Students offer lunchbox survival tips

If you ever find yourself staring blankly at your child’s lunchbox, wondering what on earth to pack that he’ll actually eat, don’t worry, you’re not alone.

Students say packing lunch is tricky, mostly because of the transformation process: food that starts off fresh and yummy turns into something entirely different by the time lunch rolls around 3 and 4 hours later.

So here’s some wise advice from the student experts:

No bananas. Please.

Horror stories abound about bananas that started out ripe and yellow, but by lunch had turned into a pulpy, rotten mess, some¬times coating all the other food in a sticky banana paste. Yum.

This is because kids don’t just carry their lunchboxes — they swing them in circles, squash them into their lockers, and playfully whack each other with them.

Heavier objects such as water bottles and thermoses crash into other foods like bumper cars at the fair. So whatever is packed inside that can be squished, will be squished. This, according to the students, includes most fruit: strawberries, blueberries, pineapple, even whole oranges.

Double-protect food.

Avoid the squish factor and help lunch stay fresh by wrapping everything — from sandwiches to grapes — in paper towels or plastic and sealing it in containers, because the biggest problem by far for the lunchbox crowd is mushy food.

Lettuce goes limp, cheese turns to goo, and it just tastes bad.

Don’t put condiments on bread (again with the mush factor.)

Instead, spread a small amount of mayo or mustard between slices of meat so the bread stays fresh.

Variety is good, and sweets are even better.

Kids say a teensy, weensy, small treat at the end — meaning “all the non-healthy things in the world” — is like a smile and a hug.

Other good advice:

Instead of bananas, pack banana chips.

Lemon juice on cut up fruit such as apples or pears keeps it fresh, and doesn’t taste like lemon at all.

Toasted bagels are a favorite. Let them cool, then put cream cheese in all kinds of flavors inside and wrap it for freshness.

Another big hit: mac and cheese, kept hot inside a thermos. Students say hot meals ranging from soup to chicken and dumplings are great for lunch.

And in the “I never want that again” category: Tuna packets and butter sandwiches top the list.
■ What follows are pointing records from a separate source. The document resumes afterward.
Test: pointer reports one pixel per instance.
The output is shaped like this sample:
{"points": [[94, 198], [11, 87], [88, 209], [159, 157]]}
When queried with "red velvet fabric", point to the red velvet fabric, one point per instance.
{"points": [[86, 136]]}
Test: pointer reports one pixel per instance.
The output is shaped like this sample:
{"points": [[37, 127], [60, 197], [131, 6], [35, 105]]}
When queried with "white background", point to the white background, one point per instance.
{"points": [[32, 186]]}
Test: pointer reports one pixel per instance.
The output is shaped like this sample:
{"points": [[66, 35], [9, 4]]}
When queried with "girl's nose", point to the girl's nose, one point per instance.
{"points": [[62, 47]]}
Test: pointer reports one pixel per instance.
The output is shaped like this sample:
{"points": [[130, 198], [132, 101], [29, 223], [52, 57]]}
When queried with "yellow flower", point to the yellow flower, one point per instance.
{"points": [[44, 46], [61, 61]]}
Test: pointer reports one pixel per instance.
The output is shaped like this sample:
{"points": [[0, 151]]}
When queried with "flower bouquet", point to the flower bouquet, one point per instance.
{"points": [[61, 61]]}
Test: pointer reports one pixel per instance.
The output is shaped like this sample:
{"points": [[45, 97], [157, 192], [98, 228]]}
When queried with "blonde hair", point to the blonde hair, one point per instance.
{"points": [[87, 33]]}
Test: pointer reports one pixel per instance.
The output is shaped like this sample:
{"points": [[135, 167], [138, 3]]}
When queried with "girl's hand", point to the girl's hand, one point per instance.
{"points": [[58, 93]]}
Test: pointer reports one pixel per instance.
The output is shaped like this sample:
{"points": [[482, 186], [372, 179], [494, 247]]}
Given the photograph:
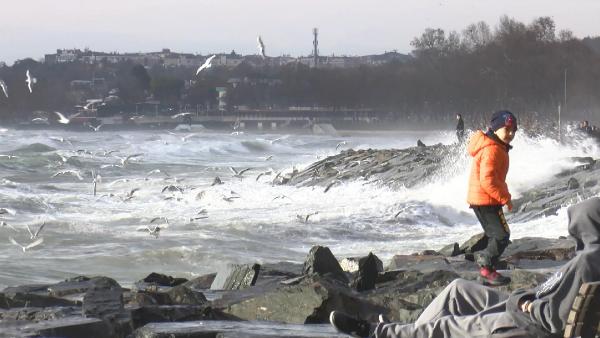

And broccoli. One kid in 20 actually liked broccoli, but one thing they all agreed on: if you send veggies, don’t forget the dipping sauce!

Meet the experts:

Students at Nativity on James Island and Divine Redeemer in Hanahan offered some dos and don’ts for packing lunch.

Starting with K-5 and going up to eighth grade, Nativity students include Christina, Carol Ann, Andrew, Daniel, Lotus, Logan, Michael, Louis and Melah. At Divine Redeemer, Sydney Charles, Eva Jones, and Emma and Lyla Darnell gave their advice.